Não queremos aqui que a teoria da mitopráxis sirva de bode expiatório a toda a possibilidade de crítica pós-moderna. A propósito, Sahlins foi um dos poucos que levantou as mangas e fez questão de demonstrar suas assertivas em exemplos claros e objetivos. Tanto assim que as próprias doutrinas de Johannes Fabian e de Roy Wagner seriam autocontraditórias ou paradoxais se submetidas ao escrutínio de seus próprios questionamentos, já que o conhecimento da realidade ou o tempo em que as conceberam não podiam ser estáticos, mas tão movediços como as areias da praia ignota que viu agonizar James Cook.  

 

Notas

[1] Até então, na antropologia, uma das funções dos mitos, como dissera Malinowski era “justificar o presente, legitimar a prática atual.” A isso Sahlins acrescentou que as pessoas criam novos eventos em tramas já estabelecidas na mitologia. Os mitos sobre a origem reapareciam ligeiramente transformados como “épicos históricos e, depois, como notícias do dia”. Os mitos forneceriam um conhecimento com amplas aplicações práticas, pois são um tipo de arquétipo para situações análogas e, por isso, um guia para ações futuras. Essa recriação dos mitos em situações contemporâneas é o que Sahlins denominou de “mitopráxis”. Sua conclusão de que “do ponto de vista do nativo, todo evento era um exemplo concreto de uma estrutura ideológica”, se propunha anular a velha oposição entre uma “estrutura” cognitiva e a percepção propriamente dita dos fatos no momento em que os presenciamos.

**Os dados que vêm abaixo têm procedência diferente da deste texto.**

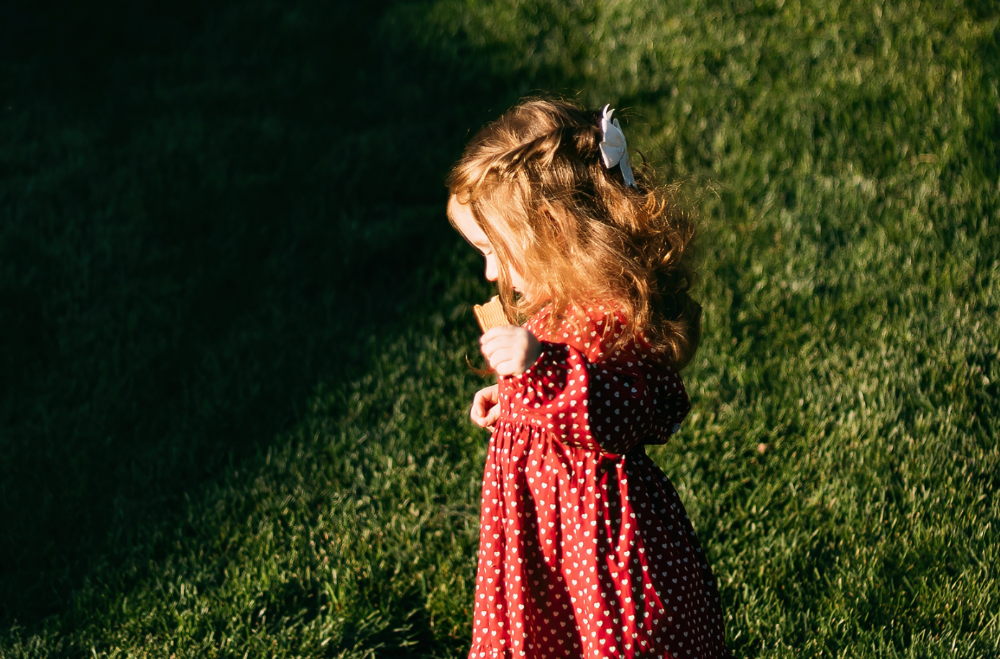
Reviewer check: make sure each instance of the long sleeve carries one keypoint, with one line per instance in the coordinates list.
(612, 404)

[2] As insígnias das velas inglesas assemelhavam-se aos grafismos que representavam a imagem do deus Lono para os nativos; a data em que Cook apareceu coincidia com o começo da estação do ano vinculada à regência do deus Lono; e o itinerário percorrido pela navegação de cabotagem que os navios cumpriram ao redor das ilhas antes de fundear perfizera um périplo similar ao que a mitologia havaiana pressagiava como o caminho ritualístico do retorno de Lono (KUPER, Adam. 1999, pp. 207 – 258).

[3] Kant, em sua Crítica da Razão Pura afirma que podemos conhecer apenas os fenômenos, ou seja, aquilo tal qual se nos apresenta através dos sentidos. Se Kant estiver certo, como não podemos conhecer nada das coisas em si, do noumenon, o que nos resta é a construção de nossos próprios significados.

Referências Bibliográficas

FABIAN, Johannes. O Tempo e o Outro. Petrópolis: Vozes, 2013.

GEERTZ, Clifford. A interpretação das culturas. Rio de Janeiro: LTC, 2008.

KANT, Immanuel. Crítica da razão prática. Os pensadores. São Paulo: Abril: 1984

KUPER, Adam. Cultura: a visão dos antropólogos. Bauru: Edusc, 2002.

LÉVI-STRAUSS, Claude. O pensamento selvagem. Campinas: Papirus, 2004.

SAHLINS, Marshall. Cultura e razão prática. Rio de Janeiro: Zahar, 1984.

________. Ilhas de História. Rio de Janeiro: Zahar, 1986.

WAGNER, Roy. A invenção da cultura. São Paulo: Cosac Naify, 2017.